ENVIRONMENTAL experts in the New Forest have come to the rescue of a wildlife haven that is helping to tackle global warming.

Since last year a Forestry Commission team has been monitoring dramatic changes taking place in a five-acre bog near Shirley Holms.

The rate at which water was sluicing through the site and destroying the spongy moss seemed to be increasing every month.

Now the commission has managed to stem the damage using 300 bales of heather.

The work has been carried out as part of the Forestry Commission's £1.7 million contribution to the New Forest LIFE partnership, a project aimed at restoring 9,900 acres of land over five years.

LIFE ranger Vicky Myers said: "The bog at Shirley Holms is among the Forest's most precious habitats.

"It's among the finest in Southern England for plants such as the insect-eating sundew. Dozens of other plant and animal species flourish there too.

"We've packed the heather bales into a spot where a stream running out of the mire was rapidly eroding the mosses.

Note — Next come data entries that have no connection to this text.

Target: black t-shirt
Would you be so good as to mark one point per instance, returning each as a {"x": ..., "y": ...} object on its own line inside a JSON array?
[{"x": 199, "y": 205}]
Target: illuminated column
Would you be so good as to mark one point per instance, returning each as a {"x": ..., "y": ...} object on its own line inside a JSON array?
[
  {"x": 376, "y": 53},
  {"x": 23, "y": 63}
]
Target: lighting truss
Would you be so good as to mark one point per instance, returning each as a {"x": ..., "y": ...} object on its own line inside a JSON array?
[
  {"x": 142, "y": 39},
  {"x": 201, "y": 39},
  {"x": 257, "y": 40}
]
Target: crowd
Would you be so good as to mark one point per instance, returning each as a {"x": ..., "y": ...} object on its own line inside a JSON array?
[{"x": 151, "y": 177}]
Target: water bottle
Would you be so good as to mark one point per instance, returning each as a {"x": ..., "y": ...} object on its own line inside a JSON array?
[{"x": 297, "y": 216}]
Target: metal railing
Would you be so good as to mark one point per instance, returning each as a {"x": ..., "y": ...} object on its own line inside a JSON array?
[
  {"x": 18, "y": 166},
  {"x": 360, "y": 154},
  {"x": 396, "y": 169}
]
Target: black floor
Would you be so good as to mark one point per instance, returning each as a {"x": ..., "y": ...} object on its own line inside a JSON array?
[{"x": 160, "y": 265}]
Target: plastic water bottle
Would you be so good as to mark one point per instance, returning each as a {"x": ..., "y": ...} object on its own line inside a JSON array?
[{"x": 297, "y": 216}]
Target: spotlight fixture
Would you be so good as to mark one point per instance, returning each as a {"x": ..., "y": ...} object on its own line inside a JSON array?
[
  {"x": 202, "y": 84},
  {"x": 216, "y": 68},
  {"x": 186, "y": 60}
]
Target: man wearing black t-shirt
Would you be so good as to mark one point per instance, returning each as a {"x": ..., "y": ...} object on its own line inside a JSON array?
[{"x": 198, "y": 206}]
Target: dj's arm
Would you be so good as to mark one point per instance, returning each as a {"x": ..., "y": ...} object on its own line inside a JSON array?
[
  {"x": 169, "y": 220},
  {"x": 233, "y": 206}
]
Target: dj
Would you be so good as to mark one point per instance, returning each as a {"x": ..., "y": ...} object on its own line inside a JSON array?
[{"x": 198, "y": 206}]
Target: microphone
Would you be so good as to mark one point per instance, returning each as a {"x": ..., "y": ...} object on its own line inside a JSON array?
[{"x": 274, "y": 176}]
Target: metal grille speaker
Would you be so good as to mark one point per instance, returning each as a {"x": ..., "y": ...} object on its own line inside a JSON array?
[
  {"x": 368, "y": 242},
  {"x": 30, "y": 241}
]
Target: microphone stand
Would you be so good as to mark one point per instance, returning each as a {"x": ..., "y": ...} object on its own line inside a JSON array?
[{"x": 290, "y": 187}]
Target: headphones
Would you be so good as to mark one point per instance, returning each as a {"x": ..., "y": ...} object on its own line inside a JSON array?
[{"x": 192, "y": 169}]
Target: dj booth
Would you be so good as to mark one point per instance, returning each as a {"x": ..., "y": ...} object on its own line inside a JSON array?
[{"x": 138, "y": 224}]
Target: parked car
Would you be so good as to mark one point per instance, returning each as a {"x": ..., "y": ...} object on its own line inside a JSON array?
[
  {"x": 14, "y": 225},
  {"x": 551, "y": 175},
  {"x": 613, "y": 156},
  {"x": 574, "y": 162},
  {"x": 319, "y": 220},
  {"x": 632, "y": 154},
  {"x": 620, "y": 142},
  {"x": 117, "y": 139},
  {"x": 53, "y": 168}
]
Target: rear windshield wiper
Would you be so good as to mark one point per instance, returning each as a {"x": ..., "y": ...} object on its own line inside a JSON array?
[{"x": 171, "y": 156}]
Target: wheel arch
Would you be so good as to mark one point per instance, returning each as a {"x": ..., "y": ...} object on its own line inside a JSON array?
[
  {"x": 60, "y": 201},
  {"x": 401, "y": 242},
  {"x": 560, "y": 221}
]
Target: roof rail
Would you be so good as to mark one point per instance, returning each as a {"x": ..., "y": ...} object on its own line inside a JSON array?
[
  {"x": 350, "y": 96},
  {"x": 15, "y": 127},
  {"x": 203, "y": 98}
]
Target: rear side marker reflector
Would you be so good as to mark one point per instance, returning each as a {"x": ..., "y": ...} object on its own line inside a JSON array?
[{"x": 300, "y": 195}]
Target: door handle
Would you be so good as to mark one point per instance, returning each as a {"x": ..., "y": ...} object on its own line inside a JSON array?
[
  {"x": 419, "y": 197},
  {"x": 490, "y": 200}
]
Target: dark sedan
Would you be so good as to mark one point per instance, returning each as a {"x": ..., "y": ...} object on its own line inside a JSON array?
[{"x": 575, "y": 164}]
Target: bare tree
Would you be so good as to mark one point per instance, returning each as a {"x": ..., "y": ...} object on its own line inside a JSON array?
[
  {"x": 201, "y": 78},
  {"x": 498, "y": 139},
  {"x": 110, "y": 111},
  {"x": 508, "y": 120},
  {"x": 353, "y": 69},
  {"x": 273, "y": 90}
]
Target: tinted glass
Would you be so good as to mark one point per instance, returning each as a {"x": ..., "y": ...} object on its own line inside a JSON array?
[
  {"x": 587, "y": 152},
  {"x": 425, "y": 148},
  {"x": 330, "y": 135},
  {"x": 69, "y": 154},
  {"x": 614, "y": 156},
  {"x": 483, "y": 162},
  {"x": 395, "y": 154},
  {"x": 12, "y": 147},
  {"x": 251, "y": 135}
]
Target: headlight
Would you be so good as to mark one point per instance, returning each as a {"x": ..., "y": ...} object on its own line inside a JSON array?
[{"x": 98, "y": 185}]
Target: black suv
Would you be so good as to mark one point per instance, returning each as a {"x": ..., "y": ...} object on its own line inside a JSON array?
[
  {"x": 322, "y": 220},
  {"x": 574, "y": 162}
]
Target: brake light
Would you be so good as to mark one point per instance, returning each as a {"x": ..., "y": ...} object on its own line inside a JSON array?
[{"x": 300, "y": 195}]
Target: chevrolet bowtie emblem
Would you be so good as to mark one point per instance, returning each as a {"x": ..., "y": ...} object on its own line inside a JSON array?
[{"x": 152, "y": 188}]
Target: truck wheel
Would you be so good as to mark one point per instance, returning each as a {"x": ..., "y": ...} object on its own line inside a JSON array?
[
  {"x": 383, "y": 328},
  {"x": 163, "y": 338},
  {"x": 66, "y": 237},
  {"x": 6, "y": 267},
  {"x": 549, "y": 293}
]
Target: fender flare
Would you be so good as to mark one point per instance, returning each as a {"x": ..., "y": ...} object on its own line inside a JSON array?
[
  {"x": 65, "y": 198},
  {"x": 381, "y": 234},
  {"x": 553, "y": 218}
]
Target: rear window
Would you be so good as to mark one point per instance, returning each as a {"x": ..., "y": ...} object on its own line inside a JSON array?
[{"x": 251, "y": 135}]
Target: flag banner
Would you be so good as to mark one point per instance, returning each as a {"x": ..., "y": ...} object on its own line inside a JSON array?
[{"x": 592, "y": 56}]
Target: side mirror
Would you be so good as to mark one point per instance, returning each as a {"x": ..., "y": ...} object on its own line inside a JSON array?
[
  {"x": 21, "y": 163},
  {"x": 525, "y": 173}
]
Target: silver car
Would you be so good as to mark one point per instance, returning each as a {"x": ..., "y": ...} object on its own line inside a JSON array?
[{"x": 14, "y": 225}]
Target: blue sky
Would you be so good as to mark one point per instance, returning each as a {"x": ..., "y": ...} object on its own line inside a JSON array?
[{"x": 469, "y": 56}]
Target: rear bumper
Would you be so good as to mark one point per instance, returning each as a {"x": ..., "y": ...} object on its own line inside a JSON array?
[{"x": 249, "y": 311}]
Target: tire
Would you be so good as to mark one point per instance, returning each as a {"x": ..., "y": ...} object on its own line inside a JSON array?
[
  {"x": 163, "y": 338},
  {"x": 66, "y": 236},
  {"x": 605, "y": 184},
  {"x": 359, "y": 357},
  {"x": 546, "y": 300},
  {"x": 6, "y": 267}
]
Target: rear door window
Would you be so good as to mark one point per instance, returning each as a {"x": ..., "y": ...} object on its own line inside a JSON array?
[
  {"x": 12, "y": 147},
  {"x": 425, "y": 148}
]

"The work will shore up the peat and stop silt flowing out."

Miss Myers said the site had been fenced off, but stressed that animals still had access to drinking water from the stream.

About 95 per cent of Britain's lowland valley mires have been lost during the past 100 years.

But bogs are of global environmental importance because their mosses absorb the damaging "greenhouse gases" that are destroying the world's ozone layer.